Wow, Pat, the biggest challenge was the death of my son while I was writing the book. He passed away in his sleep the day after Christmas, 2013. He was 23 years old. He had a heart condition his dad and I didn’t know he had. He was our only child and we were floored, devastated, almost done in. He was a beautiful kid, loved barbershop singing and was in a choir and quartet. A Black 23 year old kid singing barbershop with a bunch of middle-aged white guys – it was a sight. But man that kid could sing. He had a very deep, rich baritone voice. He was something. He was going to graduate from Spring Arbor University the following year with a degree in Broadcasting. They awarded him his degree posthumously. It was grueling. We shut the kid’s bedroom door so we wouldn’t have to look into his room. Thank God for writing. I was crying myself to pieces, barely functioning and I picked the book back up. I’m not sure where I would be if I didn’t have writing. It saw me through.
I’m so sorry about your son, Nikki. Yes, of course you were devastated. I’ve heard that the loss of a child is the absolute worst pain a parent can feel. He sounds like a remarkable young man. I’m sure his death influenced your writing. How else has your background influenced your writing?
Well, Pat, being African-American I definitely wanted to craft a diverse book. There’s unique nuances and flavors that comes with diversity and I wanted to weave this into the story. Different people-groups have a tendency to look at the things of life through their own cultural lens and this makes for good comedy as well as great drama. I like the taste of a long simmering gumbo and I’d like to think my book has a pretty good flavor to it.
Speaking of flavor, do you have a favorite snack food or favorite beverage that you enjoy while you write?
I have to seriously laugh here.

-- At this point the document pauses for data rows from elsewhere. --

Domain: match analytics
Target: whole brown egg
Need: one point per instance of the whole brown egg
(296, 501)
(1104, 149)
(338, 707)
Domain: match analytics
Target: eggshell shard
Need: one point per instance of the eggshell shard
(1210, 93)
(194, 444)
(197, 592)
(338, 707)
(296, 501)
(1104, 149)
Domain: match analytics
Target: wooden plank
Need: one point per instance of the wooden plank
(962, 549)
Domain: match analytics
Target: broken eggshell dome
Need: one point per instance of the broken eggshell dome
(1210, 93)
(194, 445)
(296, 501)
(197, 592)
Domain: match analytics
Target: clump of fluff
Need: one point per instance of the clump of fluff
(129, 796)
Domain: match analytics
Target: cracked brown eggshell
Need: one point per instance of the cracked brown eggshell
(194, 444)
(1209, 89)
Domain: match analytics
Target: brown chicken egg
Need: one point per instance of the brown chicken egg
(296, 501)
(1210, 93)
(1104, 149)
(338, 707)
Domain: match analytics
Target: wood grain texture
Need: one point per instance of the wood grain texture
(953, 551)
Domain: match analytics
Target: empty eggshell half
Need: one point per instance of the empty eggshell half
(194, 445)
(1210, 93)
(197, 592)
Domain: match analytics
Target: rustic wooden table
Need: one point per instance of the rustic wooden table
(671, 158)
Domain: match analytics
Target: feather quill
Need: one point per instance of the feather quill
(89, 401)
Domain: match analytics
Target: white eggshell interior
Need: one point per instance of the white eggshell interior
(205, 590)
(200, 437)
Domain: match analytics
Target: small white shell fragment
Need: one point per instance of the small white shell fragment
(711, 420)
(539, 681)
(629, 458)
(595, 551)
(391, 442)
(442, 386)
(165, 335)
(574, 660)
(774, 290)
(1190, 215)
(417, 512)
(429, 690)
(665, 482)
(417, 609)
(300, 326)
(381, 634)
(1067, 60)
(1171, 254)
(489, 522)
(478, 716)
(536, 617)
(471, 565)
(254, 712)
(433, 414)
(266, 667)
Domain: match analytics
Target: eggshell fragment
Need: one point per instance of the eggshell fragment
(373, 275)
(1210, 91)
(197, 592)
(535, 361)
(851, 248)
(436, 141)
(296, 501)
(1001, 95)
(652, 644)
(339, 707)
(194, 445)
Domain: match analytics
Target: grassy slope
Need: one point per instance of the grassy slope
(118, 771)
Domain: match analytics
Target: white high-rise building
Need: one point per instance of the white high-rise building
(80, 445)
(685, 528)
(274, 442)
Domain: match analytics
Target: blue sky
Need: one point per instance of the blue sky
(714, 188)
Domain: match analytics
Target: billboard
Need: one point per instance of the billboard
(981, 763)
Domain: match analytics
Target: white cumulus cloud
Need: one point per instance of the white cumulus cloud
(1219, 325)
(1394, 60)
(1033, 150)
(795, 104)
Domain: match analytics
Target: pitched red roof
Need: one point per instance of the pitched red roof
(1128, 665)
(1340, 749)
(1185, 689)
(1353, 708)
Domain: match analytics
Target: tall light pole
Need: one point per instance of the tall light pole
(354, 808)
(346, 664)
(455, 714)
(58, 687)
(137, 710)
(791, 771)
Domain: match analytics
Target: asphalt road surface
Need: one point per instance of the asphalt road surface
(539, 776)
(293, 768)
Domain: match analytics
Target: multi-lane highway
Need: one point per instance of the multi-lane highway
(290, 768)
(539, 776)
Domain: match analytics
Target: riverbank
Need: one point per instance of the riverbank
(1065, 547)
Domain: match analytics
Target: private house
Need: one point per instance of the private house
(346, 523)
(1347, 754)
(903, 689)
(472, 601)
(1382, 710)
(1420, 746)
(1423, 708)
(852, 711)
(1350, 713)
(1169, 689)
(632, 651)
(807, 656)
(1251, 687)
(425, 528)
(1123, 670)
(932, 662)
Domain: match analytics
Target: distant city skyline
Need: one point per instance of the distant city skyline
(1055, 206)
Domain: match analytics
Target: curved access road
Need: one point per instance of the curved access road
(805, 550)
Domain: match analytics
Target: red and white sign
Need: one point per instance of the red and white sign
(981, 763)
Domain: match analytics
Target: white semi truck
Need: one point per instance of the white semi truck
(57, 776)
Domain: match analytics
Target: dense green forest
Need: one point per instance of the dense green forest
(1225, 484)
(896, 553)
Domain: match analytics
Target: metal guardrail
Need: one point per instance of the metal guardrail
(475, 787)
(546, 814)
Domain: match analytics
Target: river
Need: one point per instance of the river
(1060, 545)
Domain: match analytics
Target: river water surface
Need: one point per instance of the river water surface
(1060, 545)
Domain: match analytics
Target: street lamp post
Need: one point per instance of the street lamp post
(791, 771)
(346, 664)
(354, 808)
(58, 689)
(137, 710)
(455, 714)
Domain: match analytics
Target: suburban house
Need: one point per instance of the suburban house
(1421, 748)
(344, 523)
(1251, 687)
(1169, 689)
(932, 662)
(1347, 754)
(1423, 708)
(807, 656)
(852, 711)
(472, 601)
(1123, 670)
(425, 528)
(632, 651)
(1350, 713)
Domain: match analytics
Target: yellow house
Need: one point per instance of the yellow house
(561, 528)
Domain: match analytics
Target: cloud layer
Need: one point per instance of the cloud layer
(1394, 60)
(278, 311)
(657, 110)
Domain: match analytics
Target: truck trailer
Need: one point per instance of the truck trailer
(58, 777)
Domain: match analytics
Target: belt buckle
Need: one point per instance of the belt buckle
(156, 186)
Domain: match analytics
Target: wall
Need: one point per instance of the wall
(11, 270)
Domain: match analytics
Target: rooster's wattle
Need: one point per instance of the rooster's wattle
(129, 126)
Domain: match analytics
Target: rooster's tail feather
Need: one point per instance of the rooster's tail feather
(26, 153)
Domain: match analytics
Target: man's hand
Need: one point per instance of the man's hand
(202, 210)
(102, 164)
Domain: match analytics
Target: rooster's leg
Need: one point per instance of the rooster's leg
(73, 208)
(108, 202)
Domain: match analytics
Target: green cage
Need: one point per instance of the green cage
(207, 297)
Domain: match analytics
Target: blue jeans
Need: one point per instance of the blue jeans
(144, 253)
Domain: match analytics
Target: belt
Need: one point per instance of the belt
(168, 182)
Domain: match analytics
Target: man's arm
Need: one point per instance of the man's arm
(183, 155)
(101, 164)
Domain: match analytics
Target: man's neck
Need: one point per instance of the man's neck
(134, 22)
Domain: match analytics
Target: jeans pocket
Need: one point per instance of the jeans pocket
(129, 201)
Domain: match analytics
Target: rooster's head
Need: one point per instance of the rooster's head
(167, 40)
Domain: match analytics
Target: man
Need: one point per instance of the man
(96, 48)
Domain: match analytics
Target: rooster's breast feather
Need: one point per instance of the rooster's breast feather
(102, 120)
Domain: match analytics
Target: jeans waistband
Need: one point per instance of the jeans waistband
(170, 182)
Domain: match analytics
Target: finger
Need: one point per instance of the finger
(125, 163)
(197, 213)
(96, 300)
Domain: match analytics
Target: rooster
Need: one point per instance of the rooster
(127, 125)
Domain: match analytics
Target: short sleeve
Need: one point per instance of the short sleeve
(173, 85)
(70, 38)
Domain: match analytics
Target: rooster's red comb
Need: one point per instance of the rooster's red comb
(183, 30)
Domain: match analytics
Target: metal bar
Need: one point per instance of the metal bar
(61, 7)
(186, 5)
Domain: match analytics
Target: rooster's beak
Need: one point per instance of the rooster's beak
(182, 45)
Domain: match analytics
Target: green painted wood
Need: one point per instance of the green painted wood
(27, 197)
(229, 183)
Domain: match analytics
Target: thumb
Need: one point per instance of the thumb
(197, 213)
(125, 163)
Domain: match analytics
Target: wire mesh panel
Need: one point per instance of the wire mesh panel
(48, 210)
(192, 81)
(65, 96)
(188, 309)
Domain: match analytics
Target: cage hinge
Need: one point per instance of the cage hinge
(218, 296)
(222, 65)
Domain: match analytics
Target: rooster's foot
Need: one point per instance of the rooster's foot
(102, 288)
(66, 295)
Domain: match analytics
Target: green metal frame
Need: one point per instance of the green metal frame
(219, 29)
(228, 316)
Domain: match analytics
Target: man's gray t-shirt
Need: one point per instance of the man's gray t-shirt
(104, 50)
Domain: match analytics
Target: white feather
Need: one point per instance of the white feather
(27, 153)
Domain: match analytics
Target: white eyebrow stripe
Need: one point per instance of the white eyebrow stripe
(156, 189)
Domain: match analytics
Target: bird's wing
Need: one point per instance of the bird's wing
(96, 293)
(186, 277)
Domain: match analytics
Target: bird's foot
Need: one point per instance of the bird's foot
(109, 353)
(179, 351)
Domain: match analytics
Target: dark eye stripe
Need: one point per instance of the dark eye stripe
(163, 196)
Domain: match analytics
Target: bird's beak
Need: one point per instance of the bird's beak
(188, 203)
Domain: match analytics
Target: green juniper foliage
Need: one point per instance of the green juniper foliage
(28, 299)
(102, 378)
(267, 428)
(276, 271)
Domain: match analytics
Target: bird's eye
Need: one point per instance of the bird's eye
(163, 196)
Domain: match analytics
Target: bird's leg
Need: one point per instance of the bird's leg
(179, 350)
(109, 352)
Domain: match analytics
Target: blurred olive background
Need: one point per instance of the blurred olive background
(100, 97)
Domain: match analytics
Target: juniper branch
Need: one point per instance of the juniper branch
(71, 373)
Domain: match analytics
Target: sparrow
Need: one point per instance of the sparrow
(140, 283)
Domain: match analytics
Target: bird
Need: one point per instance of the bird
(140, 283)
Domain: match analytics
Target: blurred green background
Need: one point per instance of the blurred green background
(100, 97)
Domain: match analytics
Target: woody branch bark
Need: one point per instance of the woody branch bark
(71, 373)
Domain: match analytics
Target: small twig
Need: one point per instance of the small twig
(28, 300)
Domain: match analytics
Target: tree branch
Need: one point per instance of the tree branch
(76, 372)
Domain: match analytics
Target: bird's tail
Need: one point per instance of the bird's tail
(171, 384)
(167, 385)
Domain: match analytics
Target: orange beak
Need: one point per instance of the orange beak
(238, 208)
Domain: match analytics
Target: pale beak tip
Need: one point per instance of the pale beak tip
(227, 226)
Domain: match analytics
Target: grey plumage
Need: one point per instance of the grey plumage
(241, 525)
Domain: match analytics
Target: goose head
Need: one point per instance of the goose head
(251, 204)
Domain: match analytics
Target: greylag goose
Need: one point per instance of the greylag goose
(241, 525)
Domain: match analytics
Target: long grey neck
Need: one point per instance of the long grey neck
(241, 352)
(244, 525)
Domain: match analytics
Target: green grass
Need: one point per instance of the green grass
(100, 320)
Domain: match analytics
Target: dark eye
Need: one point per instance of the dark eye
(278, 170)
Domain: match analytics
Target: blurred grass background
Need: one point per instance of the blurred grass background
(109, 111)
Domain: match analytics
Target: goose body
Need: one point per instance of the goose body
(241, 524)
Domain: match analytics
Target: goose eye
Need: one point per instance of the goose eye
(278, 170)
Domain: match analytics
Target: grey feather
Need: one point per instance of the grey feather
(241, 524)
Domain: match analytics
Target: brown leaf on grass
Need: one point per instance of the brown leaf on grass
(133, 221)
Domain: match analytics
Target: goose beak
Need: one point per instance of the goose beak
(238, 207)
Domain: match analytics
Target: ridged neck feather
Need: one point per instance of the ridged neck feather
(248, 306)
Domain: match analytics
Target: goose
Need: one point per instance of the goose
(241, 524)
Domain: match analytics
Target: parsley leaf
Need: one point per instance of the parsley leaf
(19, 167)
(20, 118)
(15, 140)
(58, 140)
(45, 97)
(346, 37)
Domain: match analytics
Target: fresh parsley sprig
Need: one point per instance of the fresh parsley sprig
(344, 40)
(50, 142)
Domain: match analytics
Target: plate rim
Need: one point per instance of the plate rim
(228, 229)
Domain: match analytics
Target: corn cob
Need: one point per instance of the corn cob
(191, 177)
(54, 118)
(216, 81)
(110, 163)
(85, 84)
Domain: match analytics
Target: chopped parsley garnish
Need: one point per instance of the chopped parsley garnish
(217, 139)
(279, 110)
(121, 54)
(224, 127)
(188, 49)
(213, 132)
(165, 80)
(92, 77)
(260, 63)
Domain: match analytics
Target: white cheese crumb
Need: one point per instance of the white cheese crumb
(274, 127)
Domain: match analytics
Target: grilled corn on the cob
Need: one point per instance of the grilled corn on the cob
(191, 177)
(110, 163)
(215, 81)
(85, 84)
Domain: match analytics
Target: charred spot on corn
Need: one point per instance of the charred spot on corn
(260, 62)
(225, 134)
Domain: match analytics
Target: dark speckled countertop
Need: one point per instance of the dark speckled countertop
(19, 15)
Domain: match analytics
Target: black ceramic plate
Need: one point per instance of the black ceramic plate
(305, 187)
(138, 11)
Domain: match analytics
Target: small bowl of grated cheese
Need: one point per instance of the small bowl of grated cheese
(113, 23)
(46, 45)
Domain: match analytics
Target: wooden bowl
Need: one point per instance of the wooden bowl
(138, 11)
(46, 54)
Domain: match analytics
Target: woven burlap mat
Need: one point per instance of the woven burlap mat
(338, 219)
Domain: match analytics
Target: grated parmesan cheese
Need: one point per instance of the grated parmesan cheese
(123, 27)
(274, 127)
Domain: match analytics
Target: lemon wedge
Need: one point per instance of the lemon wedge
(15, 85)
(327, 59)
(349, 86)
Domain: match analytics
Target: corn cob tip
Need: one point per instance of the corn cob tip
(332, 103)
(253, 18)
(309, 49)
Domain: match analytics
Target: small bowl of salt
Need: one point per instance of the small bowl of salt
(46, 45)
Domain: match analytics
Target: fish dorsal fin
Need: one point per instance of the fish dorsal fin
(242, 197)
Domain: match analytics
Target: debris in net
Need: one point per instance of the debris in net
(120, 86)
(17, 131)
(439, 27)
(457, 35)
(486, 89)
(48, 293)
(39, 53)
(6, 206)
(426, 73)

Anyone who knows me knows I love hanging out at Panera’s – it’s my favorite writing spot. I only drink their caramel lattes.
What are you working on right now?
Right now I’m working on book two of the series: A Layover in Doppelganger-Ville.
What is the one-sentence synopsis of your work-in-progress?
Tori goes back in time to ancient Jerusalem and meets the exact doubles of her best-friends and family.
What one book, written by someone else, do you wish you’d written yourself?
That’s super easy – To Kill A Mockingbird by Nelle Harper Lee. That book is great seven ways from Sunday. The characters are so well developed, the writer captures the time and setting with a grand subtle power, and then there’s the undercurrent of prejudice, injustice, and yet hope. I think such an outstanding story being told from the narrative of a nine year old kid was brilliant. It has all the elements of just a great book and it did win the Pulitzer Prize in 1961 selling over fifteen million copies. That’s an author’s dream.
What advice you would give to an aspiring author?
Write. Write. Write. And grow a thick skin. Realize you’re not going to please everyone. Not everyone’s going to love your work (a lot of people may not even ‘like it’), but keep writing. If you wait for all your family and friends to love what you’ve written, revising your work again and again every time you let someone read your draft you’ll never get anything published. I write what pleases me and then aim the finished product at the group I think will enjoy the book too.
Pat, thanks for interviewing me and allowing me to share with your readers. The Heart’s Journey Home is scheduled for release on September 12, and can be purchased through Amazon. There’s a blurb about it and a download excerpt on my blog @theheartsjourneyhome.net. Pat, thanks again.
Thank you, Nikki. And best of luck with your book!